The value of StepScribe comes from leveraging python to create or compose objects and then generate the corresponding JSON. For example, what if we wanted to get the current price of a product, check if it's on sale, and check our inventory. If each of these actions is a lambda, we now need 3 tasks like above, but with different names and lambda functions, and each of these to be a branch of a parallel state.

```python
from stepscribe import Task, Parallel

def product_task(name: str, lambda_name: str) -> Task:
    output=name.lower().replace(' ', '_').replace('get_', '')

    return Task(
                name=name,
                next_='Check Price',
                resource="arn:aws:states:::lambda:invoke",
                arguments={'Payload': {"product": "{% $states.context.Execution.Input.product %}"},
                        'FunctionName': f"arn:aws:lambda:<region>:account-id:function:{lambda_name}:$LATEST",
                },
                assign={'currentPrice': f"{{% $states.result.Payload.{output} %}}"}
    )


if __name__ == "__main__":

    tasks = [("Get Current Price", "priceWatcher"), ("Check Sale", "isOnSale"), ("Get Current Inventory", "inventoryWatcher")]
    step_function = Parallel(
                        name="Product Check",
                        branches=[product_task(task[0], task[1]) for task in tasks)]
                        )
    print(step_function)
```
This allows for considerable consolidation of the boilerplate and becomes more valuable if custom retry, catcher, item readers, or other components are reused across large state machines.

## Roadmap
Currently, StepScribe has python dataclasses for states and major components and assumes only JSONata is being used (not JSONPath state attributes or query language) and writes these objects to the corresponding states language JSON.

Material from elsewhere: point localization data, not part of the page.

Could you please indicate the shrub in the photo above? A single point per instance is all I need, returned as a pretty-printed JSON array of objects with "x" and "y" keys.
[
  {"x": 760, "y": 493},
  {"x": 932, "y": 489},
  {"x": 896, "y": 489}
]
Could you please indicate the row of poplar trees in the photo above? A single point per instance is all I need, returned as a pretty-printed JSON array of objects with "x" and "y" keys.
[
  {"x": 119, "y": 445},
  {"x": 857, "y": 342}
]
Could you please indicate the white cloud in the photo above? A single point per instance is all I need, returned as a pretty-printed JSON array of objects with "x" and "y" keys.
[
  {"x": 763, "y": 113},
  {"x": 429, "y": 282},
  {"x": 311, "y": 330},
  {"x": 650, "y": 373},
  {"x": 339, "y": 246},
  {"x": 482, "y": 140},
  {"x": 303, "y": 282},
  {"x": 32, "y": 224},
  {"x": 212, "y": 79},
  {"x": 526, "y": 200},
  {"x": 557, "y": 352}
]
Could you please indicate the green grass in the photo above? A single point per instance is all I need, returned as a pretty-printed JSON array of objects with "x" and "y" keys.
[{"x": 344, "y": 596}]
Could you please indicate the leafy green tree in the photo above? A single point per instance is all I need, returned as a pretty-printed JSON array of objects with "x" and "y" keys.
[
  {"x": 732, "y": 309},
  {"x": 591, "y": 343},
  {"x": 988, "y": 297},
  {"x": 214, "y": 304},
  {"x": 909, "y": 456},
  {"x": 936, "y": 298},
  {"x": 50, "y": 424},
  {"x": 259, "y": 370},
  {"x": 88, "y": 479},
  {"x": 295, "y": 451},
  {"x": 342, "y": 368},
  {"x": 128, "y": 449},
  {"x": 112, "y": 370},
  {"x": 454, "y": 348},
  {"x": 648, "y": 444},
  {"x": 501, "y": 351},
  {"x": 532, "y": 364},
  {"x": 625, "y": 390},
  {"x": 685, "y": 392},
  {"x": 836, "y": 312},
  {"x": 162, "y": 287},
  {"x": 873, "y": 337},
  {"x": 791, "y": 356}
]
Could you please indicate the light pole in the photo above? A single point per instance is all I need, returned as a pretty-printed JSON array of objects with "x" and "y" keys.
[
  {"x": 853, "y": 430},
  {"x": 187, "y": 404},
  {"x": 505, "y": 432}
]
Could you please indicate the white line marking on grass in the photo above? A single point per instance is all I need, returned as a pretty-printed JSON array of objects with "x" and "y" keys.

The following features are planned:
- [ ] Test coverage and documentation
- [ ] JSONPath support
- [ ] Write state machine to mermaidJS diagram
- [ ] Read state machine
- [ ] JSONata expression validation

Usage, desired features, bug reports, bug fixes, and feature implementations are welcome.

## Contributing
For feature requests or bug reports, please submit an issue in GitHub with as much information as possible.

For bug fixes or feature implementations, fork the repo and create a PR to merge your fork branch here and request a review from me. See the contributions guide for more information.

## License
MIT

## Origin
My first use of AWS Step Functions seemed simple: a small set of parallel branches, most being short sequences of distributed map states that invoked a lambda on particular items of a large JSON data set in S3 or did partical aggregation of results from previous states. The JSON defining the state machine quickly grew to over 1000 lines when formatted, with massive amount of duplication (each branch was basically the same but invoked a different set of lambdas - so the same item reader, processor, writer and internal states inside each distributed map, just different state names and lambda arns). Furthermore, I needed to have a dev and prod version of this that would stay in sync. I also needed visual versions that could be used in documentation and presentations. 

It seemed like a better approach would be to use python to generate versions of the state machine json, allowing loops and f-strings to easily construct machine with redundant structures and to generate dev, prod, or visuals from the same base state machine definition.